Adobe has a "Best Practices Guide" at their Digital Publishing Technology Center
. These are actually best practices for using Adobe Digital Editions (rather than ePub in general), but an ePub that performs poorly in DE isn't going to be viable because most handheld devices that run DE won't have an alternative ePub reader. The most significant recommended practice is:
Use Chapter size chunks (less than 300k in size.)
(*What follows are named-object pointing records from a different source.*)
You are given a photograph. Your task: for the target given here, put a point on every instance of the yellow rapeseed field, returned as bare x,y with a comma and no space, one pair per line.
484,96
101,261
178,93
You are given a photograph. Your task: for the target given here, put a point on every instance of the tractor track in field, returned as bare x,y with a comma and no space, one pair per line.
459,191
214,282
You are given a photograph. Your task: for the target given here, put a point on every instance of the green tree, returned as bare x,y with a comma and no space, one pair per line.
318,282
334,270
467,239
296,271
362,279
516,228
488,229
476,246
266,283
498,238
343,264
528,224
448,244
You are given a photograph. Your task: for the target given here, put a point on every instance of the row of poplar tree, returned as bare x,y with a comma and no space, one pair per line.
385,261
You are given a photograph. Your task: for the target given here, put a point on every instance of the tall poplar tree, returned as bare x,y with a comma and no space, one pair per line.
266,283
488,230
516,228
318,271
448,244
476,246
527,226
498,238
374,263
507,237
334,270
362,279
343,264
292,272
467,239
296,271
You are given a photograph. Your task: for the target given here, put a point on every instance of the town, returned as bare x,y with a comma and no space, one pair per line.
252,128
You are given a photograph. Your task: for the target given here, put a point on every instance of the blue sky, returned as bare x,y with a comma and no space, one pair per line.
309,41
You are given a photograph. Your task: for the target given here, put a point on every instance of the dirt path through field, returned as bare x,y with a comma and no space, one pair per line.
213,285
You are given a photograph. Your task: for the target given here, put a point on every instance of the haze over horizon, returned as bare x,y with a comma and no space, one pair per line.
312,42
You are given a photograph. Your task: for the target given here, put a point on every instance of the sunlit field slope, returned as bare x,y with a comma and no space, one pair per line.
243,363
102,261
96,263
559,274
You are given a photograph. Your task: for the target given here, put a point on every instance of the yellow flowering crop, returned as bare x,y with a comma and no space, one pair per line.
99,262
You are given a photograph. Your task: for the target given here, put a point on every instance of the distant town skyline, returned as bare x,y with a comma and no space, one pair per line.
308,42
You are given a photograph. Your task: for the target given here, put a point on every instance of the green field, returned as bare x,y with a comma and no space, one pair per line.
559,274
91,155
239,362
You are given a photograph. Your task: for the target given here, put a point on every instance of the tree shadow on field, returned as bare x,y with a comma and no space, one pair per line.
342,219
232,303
As noted above the EPUB format supports both XHTML and DTBook content within the EPUB package. The content of the document should be broken up into multiple files. Having a single XHTML document that’s the entire contents of a novel may be technically valid, but that would also mean that the entire document would need to be loaded into memory when the first page gets rendered or when the user opens the table of contents. It’s much better for reader performance, navigation and usability to split the document into chapter or even section size chunks. Typically you’ll want to treat chapters as separate chunks, in some cases, when the chapters are very long, you’ll want to break them up further. Of course the start of each new chunk will start at the top of a rendered page, so you’ll want to split the chunks with that in mind.
Note that Adobe Digital Editions has the following limitations when running on a mobile device;
Image Size: 10MB uncompressed.
XHTML/DTBook file size: 300k uncompressed/100k compressed.
The limits shown above are per asset within the document. Since your books will have many ‘chunks’ or chapter files, the full text can be much longer than the 300k limit. The limit is only a limit on the individual pieces.
It is my impression that a single XHTML file for the entire contents was not only "technically valid" but in fact the industry standard before ePub, but this won't work well with Adobe DE. Splitting documents on chapter boundaries is easy, but if a chapter is larger than 300k splitting it further without introducing a strange page jump may be more difficult.
I recommend following Adobe's guidelines, and in particular splitting ebooks into chapters. Note that Feedbooks is already dong this.